Navires de sauvetage cherchent « lieu sûr » où débarquer
Pendant ce temps, en Méditerranée centrale, plusieurs navires d’ONG ont enfin pu retourner dans la zone de recherche et sauvetage en fin d’année 2018, après plusieurs mois bloqués au port suite à la criminalisation dont ils avaient été victimes. L’ONG espagnole Proactiva-Open Arms a secouru plus de 300 personnes au large de la Libye quelques jours avant Noël et, essuyant les refus de plusieurs pays côtiers pour débarquer les rescapés en lieu sûr, a navigué sept jours durant pour finalement accoster en Espagne.
Au même moment commençait le dernier « record » de l’attente pour les rescapés de la Méditerranée centrale à bord de deux autres navires d’ONG de sauvetage : des négociations impliquant quelques Etats européens et la Commission européenne ont plongé 49 rescapés dans une incertitude interminable, dégradante et inacceptable pendant 19 longs jours. Les navires des organisations allemandes Sea Watch et Sea Eye ont fait des ronds dans l’eau des jours durant, sans pouvoir accoster. Comble de l’indifférence européenne envers ces survivants, les côtes maltaises s’offraient tous les jours aux yeux des rescapés bloqués à bord des navires. Par désespoir, l’un d’eux a fini par sauter à l’eau pour tenter de rejoindre la terre ferme à la nage. Secouru par les équipes de sauveteurs, cet homme aura donc risqué sa vie en mer à deux reprises en quelques jours.
Les conventions maritimes internationales ont précisément été conçues pour éviter de telles situations (1). Mais, depuis sept mois et la fermeture des ports italiens, les négociations politiques ad hoc sur la répartition de rescapés sur le territoire européen se répètent inlassablement. Les solutions trouvées par quelques Etats Membres de l’UE sont réelles mais tardives, mettant chaque jour un peu plus en danger les rescapés. Ces questions de répartition des personnes secourues ne peuvent en aucun cas conditionner et mettre en péril leur débarquement. Le 14 janvier, le navire Open Arms se voit interdire son départ du port de Barcelone vers la zone de recherche et sauvetage : les autorités espagnoles invoquent justement le manque de lieux sûrs et proches où débarquer… Mais bloquer les ONG qui portent secours en Méditerranée n’est pas une solution au manque de coopération de l’Union européenne. Un mécanisme commun, prévisible et coordonné doit être créé de toute urgence, car les départs des côtes libyennes -décembre l’a montré- se poursuivent.

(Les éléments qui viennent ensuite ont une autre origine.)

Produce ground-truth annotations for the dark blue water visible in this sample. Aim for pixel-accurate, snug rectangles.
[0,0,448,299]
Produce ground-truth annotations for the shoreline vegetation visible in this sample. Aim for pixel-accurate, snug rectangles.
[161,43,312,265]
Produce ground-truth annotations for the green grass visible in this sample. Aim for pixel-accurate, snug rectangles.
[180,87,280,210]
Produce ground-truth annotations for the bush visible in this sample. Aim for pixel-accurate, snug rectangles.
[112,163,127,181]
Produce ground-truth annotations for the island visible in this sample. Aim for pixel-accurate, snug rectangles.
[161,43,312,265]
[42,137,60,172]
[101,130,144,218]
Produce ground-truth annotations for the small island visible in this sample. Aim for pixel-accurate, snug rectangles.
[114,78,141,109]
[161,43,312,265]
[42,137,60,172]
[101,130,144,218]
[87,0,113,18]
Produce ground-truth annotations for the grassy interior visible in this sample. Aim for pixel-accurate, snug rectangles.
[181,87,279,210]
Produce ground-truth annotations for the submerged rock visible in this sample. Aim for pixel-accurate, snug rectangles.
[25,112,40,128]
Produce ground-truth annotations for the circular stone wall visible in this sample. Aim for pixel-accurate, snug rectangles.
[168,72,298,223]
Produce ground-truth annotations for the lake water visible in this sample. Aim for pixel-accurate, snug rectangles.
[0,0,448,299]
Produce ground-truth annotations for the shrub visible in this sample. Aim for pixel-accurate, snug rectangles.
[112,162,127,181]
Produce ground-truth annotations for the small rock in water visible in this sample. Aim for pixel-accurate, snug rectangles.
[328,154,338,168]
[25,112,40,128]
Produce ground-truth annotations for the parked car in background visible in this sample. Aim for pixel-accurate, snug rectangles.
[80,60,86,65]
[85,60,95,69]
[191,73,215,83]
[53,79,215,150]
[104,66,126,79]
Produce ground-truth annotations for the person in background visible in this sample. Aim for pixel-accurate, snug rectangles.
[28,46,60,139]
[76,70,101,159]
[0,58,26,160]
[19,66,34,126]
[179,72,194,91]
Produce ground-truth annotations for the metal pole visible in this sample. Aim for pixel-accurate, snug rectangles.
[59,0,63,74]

« Horreurs inimaginables »
Chaque jour, des hommes, des femmes et des enfants continuent de risquer leur vie pour fuir la Libye et le bilan publié début janvier par le Haut-Commissariat aux Réfugiés (HCR) de l’ONU pour l’année 2018 est lourd. Au moins 2 260 personnes ont perdu la vie en mer Méditerranée l’année dernière dont 1314 (2) sur l’axe de la Méditerranée centrale. Et puis il y a les garde-côtes libyens, financés par l’Union Européenne, qui depuis le début 2017, toujours selon l’ONU, ont intercepté et ramené en Libye 29 000 personnes qui cherchent justement à fuir ce pays en proie au chaos. Un rapport onusien décrit les « horreurs inimaginables » auxquelles les personnes migrantes et réfugiées sont soumises dans le pays (3). Des conditions racontées par tant de témoignages recueillis après chaque sauvetage à bord de l’Aquarius pendant ses 34 mois d’activité.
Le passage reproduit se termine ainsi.